It has been far too long since I last sat down to write a swimming blog. In the past month and a half, fast swims have come from all corners of the globe, but I have not felt like I had anything to add to the already-outstanding coverage coming from the established sources and other blogs. However, with World Championships just days away, it is hard to contain a swim geek’s excitement. Storylines such as Cesar Cielo’s possible suspension, the Phelps-Lochte showdowns, and the rise of Sun Yang are currently being talked about on every other outlet. Thus, in this blog, I will discuss some of the not-much-talked-about storylines headed into the big show. Additionally, I am pleased to announce I will once again hold a prediction contest for the World Championships!
After successful prediction contest for U.S. Nationals and Pan Pacific Championships last summer, I will once again ask for all the swim geeks out there to submit their top-three swimmers in every event. I have already informed a number of the participants in my recent contests with hopes that we can get many more than ever before! Scoring will be based on the system I used last year with a couple adjustments; picking the correct first place finisher earns nine points, six points for second, and four points for third. A swimmer that finishes in the top-three but not in the predicted spot earns one point.
The contest will include all pool events, including relays and non-Olympic events. I included the Open Water 10k last summer, but predicting all the Open Water races would be much tougher and also would require a much earlier deadline. As of Wednesday, July 13, the final psych sheets had not yet been released, and the Open Water competition begins Tuesday. As soon as the psych sheets are released, I will post them on my Twitter and Facebook pages. Additionally, any help organizing the received predictions would be much appreciated. I will be swimming in my state championship meet until Sunday, July 24 and will not be blogging at full capacity until the next day.
I would like to have all predictions in to me ASAP, preferably by Wednesday, July 20. However, the final deadline is Friday, July 22 at 2:00 PM eastern time. By that point, whether or not Cesar Cielo will be allowed to swim will still be unanswered, so please send me a fourth swimmer in each event in which you pick Cielo. The medalists will be bumped up accordingly if Cielo is suspended. Please email me your lists at firstname.lastname@example.org.
Now, back to swimming! Today, Tom Willdridge posted a blog over at Speed Endurance where he and I provide lists of who we think the most underrated potential superstars are in every event headed into Shanghai. For the majority of events, I picked swimmers who are not usually picked as medalists but certainly have the potential to medal based on experience and potential. However, in some cases, I listed swimmers who I have predicted to medal but are surprisingly underrated. Three of such swimmers include Ous Mellouli (men’s 1500 free), Liam Tancock (men’s 50 back), and Allison Schmitt (women’s 200 free).
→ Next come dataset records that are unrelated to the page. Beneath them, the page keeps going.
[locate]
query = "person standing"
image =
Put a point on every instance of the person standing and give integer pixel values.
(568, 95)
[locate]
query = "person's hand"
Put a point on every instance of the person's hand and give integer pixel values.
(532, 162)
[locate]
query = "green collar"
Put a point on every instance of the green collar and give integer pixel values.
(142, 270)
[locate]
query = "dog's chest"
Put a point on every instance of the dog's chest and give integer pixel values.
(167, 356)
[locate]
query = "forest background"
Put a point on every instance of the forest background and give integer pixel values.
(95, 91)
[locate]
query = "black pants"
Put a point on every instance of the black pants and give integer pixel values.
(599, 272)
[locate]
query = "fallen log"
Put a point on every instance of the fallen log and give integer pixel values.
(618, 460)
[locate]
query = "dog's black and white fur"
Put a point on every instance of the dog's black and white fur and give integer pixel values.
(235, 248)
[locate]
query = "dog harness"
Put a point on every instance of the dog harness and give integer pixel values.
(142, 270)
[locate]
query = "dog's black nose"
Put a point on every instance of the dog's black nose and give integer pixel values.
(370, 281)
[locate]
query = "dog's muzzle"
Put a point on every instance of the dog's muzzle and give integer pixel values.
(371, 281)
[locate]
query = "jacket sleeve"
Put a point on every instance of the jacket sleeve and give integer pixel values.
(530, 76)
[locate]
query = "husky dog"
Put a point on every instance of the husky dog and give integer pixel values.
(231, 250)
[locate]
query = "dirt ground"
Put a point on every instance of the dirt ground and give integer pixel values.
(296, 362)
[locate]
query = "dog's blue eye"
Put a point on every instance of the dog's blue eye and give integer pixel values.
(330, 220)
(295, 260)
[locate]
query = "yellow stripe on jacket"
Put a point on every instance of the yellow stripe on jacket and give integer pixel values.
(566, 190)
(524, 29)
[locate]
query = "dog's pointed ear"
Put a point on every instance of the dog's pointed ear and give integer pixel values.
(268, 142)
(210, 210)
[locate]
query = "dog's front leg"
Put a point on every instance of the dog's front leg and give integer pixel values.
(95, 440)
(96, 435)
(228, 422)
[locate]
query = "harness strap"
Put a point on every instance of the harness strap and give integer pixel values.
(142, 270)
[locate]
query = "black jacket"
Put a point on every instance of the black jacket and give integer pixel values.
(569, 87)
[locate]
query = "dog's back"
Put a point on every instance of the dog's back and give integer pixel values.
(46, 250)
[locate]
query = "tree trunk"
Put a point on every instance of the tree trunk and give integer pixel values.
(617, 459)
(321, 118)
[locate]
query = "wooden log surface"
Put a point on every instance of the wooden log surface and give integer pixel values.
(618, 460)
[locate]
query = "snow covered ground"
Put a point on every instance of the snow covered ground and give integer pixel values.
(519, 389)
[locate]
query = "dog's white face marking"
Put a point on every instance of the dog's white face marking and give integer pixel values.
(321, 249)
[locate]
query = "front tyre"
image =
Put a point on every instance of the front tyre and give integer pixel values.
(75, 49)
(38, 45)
All the conversations about the men’s 1500 start and end with Sun Yang. The Chinese star and Asian Games gold medalist has been tipped to go under Grant Hackett’s decade-old world record of 14:34.56 in the event. But what about Ous Mellouli? He is the reigning Olympic Champion and World Champion in both short and long course. Still, no one is giving him a chance to win, some saying they can’t see him within eight seconds! The way I see it, Sun Yang has not yet stepped up on the international stage. I probably will predict him to win gold, but Mellouli will not let him run away with the title.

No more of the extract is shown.